As important, the impending appointment, which CNBC reported Wednesday afternoon, marks what should be a peaceful handoff of influence from Gary Cohn to another figure who can provide sound advice to the president.
“I would characterize it as a safe pick and a pick that many believe will be able to communicate in a way where his voice will be heard,” said Michael Yoshikami, founder of Destination Wealth Management as well as a fellow CNBC contributor who frequently appeared on-air with Kudlow. “That’s part of why he was selected. He knows media, he knows how to do this, and there’s something to be said for someone who has some savvy in terms of media relationships.”
Kudlow will arrive at the job after a TV career that began in 2001, preceded by a long run in business and a stint from 1981-85 in the Reagan administration, at the Office of Management and Budget.
On CNBC, he hosted or appeared on a number of shows, including “Kudlow & Cramer” and “The Kudlow Report.” Through it all, his advocacy for open markets and his beloved “King Dollar” were consistent.
As director of the National Economic Council, his advocacy of a strong currency and open trade could put him at odds with two core Trump principles. The president has openly endorsed a weak dollar and recently announced tariffs on imported steel and aluminum. Though Kudlow expressed concern with the tariffs, he did say they made sense as a negotiating wedge.

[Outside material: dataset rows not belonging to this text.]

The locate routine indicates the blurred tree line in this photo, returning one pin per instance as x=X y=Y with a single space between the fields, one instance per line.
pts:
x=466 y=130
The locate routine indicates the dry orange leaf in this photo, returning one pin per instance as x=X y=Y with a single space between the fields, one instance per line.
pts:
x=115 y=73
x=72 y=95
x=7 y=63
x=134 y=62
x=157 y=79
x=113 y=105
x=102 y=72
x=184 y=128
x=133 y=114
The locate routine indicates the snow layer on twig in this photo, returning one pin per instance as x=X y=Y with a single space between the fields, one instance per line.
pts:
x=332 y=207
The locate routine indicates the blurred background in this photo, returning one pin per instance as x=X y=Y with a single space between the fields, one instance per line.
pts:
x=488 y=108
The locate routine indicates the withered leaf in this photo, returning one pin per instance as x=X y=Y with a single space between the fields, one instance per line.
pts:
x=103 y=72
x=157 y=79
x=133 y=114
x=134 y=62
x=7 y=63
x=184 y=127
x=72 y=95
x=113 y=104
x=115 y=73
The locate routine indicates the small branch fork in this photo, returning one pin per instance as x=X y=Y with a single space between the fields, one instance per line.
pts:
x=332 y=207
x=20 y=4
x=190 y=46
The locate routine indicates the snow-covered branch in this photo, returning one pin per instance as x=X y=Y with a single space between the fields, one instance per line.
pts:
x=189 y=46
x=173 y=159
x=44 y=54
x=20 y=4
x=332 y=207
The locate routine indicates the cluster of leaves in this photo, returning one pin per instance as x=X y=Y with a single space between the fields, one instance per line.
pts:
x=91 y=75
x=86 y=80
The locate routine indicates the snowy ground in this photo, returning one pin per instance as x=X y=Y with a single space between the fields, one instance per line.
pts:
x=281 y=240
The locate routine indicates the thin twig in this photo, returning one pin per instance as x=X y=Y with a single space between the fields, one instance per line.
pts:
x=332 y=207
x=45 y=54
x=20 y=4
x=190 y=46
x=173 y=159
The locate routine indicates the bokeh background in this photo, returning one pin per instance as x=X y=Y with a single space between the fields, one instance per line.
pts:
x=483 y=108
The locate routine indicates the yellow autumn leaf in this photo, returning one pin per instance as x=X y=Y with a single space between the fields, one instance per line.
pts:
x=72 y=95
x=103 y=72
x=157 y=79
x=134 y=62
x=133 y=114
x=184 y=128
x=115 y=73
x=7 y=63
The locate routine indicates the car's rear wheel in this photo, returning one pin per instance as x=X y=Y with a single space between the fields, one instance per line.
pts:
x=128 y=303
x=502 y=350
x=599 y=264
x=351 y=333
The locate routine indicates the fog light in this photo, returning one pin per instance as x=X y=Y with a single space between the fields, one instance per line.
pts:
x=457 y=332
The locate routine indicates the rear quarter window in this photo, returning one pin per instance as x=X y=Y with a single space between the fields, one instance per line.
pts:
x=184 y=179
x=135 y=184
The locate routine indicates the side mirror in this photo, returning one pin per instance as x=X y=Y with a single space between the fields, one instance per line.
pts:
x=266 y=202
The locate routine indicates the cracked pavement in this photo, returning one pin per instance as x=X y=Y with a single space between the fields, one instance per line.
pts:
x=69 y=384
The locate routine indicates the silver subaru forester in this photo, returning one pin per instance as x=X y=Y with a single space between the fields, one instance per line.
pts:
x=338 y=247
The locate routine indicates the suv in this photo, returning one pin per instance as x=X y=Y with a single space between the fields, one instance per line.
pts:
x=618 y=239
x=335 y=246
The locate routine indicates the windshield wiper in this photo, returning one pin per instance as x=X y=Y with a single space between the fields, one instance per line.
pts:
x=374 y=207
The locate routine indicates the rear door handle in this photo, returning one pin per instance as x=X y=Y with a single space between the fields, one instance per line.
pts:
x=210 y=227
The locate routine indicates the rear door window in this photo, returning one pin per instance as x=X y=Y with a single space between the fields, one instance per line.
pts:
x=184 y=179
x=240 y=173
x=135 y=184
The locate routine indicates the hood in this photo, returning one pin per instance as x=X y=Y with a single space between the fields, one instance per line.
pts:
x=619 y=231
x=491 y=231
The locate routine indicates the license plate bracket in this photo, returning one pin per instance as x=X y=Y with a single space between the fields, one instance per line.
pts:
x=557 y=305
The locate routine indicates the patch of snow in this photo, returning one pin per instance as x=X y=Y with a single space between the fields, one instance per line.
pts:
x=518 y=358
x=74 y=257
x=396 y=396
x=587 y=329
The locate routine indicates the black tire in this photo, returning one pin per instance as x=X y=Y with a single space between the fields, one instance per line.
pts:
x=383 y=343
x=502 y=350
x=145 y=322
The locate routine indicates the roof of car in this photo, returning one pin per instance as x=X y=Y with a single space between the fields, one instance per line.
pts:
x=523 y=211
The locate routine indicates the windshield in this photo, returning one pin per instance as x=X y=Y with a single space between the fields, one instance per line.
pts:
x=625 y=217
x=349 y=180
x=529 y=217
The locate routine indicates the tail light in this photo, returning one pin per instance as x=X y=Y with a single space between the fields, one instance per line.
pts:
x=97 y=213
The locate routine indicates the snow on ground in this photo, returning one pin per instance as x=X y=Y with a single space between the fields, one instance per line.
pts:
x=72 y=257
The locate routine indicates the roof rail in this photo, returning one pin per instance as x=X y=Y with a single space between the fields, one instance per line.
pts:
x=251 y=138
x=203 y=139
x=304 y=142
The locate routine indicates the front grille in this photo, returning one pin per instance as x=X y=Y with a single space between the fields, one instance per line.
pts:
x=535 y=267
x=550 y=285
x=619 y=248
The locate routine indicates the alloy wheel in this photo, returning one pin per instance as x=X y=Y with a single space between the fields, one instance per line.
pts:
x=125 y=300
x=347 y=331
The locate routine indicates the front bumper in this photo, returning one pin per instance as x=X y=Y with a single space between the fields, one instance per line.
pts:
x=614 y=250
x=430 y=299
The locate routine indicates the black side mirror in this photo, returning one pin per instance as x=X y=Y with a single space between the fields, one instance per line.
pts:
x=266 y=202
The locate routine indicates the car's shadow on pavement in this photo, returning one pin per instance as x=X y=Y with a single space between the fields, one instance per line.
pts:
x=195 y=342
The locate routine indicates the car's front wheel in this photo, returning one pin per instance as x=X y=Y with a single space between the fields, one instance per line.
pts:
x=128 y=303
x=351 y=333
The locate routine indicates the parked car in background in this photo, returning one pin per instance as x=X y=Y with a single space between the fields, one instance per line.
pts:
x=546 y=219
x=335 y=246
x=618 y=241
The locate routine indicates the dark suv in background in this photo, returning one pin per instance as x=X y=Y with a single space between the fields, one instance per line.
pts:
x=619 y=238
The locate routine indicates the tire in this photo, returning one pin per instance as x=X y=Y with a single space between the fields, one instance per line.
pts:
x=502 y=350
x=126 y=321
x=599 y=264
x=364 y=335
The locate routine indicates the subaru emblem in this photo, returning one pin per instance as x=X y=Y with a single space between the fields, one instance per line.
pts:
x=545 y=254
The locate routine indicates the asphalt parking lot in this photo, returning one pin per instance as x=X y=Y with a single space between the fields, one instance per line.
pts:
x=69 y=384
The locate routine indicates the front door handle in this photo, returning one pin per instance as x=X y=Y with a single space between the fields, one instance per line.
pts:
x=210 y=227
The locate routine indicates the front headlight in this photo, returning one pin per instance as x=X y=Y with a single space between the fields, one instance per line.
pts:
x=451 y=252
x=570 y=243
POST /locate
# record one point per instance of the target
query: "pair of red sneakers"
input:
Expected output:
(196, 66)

“I don’t think he’s going to come in and immediately start pounding the desk about a strong dollar,” Yoshikami said. “That’s a nuanced item that I don’t think would get a lot of traction with the administration.”

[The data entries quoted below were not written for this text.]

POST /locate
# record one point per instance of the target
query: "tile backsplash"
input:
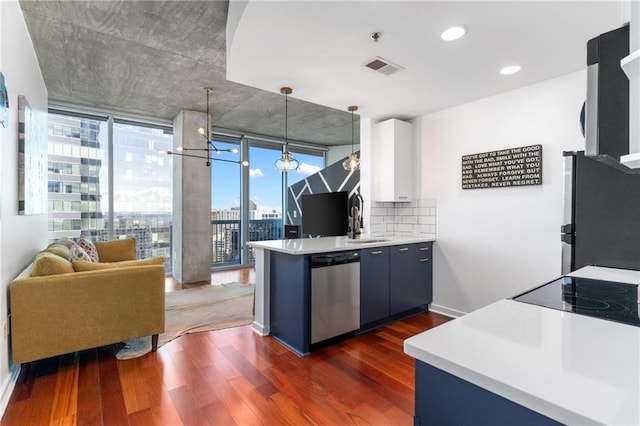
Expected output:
(417, 218)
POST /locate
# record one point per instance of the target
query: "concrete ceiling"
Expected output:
(154, 57)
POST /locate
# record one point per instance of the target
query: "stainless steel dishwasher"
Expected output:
(335, 294)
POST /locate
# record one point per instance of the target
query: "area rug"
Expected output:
(204, 308)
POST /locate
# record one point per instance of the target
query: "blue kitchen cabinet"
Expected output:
(410, 277)
(290, 301)
(374, 284)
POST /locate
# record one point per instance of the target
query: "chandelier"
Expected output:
(210, 148)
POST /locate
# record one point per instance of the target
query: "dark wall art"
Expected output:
(504, 168)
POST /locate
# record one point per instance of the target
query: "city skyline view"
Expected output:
(265, 186)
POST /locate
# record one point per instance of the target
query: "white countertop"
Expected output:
(569, 367)
(303, 246)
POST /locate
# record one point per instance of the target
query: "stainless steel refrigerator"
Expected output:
(601, 223)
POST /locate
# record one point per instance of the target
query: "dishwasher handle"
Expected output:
(338, 258)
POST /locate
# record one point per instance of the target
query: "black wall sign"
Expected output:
(508, 167)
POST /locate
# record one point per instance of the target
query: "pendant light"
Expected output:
(207, 152)
(286, 162)
(352, 163)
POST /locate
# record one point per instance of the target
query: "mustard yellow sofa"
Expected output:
(60, 306)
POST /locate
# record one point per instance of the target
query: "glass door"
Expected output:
(226, 207)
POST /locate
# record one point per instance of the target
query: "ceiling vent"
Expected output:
(382, 66)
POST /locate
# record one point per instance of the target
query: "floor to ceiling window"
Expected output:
(110, 186)
(226, 205)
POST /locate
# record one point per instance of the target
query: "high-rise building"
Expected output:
(79, 189)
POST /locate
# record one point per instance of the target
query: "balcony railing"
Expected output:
(226, 239)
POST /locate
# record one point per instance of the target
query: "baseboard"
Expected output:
(260, 329)
(7, 388)
(443, 310)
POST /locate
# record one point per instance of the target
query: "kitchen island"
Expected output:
(283, 281)
(514, 363)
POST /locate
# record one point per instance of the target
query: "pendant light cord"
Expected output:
(286, 121)
(352, 132)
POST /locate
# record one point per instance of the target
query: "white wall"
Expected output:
(496, 243)
(339, 152)
(20, 236)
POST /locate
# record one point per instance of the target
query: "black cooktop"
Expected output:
(607, 300)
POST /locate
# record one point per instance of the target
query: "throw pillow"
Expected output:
(77, 253)
(47, 263)
(117, 250)
(81, 266)
(89, 248)
(61, 250)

Kudlow’s other sparring partners on air see him as being perceived positively in the markets.
“Larry is a world-class communicator and he’s going to be able to deliver the Trump message probably more effectively than anybody,” said Larry McDonald, founder of the Bear Traps Report investment letter and former Wall Street bond executive with Societe Generale and Lehman Brothers.
“The market will be fine with it,” McDonald said of Kudlow’s appointment. “The dollar thing is an issue for some people. I think the market’s going to understand that Larry is more of an America-first guy than [Cohn].”

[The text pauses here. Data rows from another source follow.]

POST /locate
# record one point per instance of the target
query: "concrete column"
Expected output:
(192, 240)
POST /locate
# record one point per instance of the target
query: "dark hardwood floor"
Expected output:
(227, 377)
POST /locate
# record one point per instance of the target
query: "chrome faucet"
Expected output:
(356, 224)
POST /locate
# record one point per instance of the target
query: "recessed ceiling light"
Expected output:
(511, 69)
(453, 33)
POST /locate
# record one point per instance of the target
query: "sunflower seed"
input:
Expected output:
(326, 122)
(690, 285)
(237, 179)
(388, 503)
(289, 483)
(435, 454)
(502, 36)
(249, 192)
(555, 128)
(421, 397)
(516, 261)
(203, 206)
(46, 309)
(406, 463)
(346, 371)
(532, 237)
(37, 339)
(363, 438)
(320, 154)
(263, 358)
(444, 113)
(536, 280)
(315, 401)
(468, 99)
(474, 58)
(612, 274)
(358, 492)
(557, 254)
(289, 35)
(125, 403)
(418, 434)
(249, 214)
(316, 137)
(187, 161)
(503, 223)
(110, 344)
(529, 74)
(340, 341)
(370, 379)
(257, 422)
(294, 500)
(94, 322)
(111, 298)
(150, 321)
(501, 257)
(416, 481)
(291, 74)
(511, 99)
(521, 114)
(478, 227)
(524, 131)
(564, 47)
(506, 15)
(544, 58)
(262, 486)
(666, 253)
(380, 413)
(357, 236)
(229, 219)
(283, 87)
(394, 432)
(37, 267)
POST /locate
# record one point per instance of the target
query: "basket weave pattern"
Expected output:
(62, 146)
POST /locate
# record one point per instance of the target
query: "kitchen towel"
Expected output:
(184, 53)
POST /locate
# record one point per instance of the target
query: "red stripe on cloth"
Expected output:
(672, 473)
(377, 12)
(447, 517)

McDonald added that the tariff issue could become a concern if it escalates into a global trade war.
“The market’s basically starting to freak out because it’s contemplating a regime or an administration that is much more America-first,” he said. “The globalists have been kind of pushed out. That’s somewhat upsetting on the trade side. The market’s probably going to overreact to that.”
Even for those on the other side ideologically, Kudlow likely will come across as a figure who can be reasoned with and might talk Trump away from some of his more extreme positions.
“I’ve been arguing with him for 30 years intensively … and we still really, really like each other. So that tells you something right there,” said Jared Bernstein, senior fellow at the Center on Budget and Policy Priorities and chief economist for former Vice President Joe Biden. “I think there’s another grown-up in the room, and I’m glad to see it.”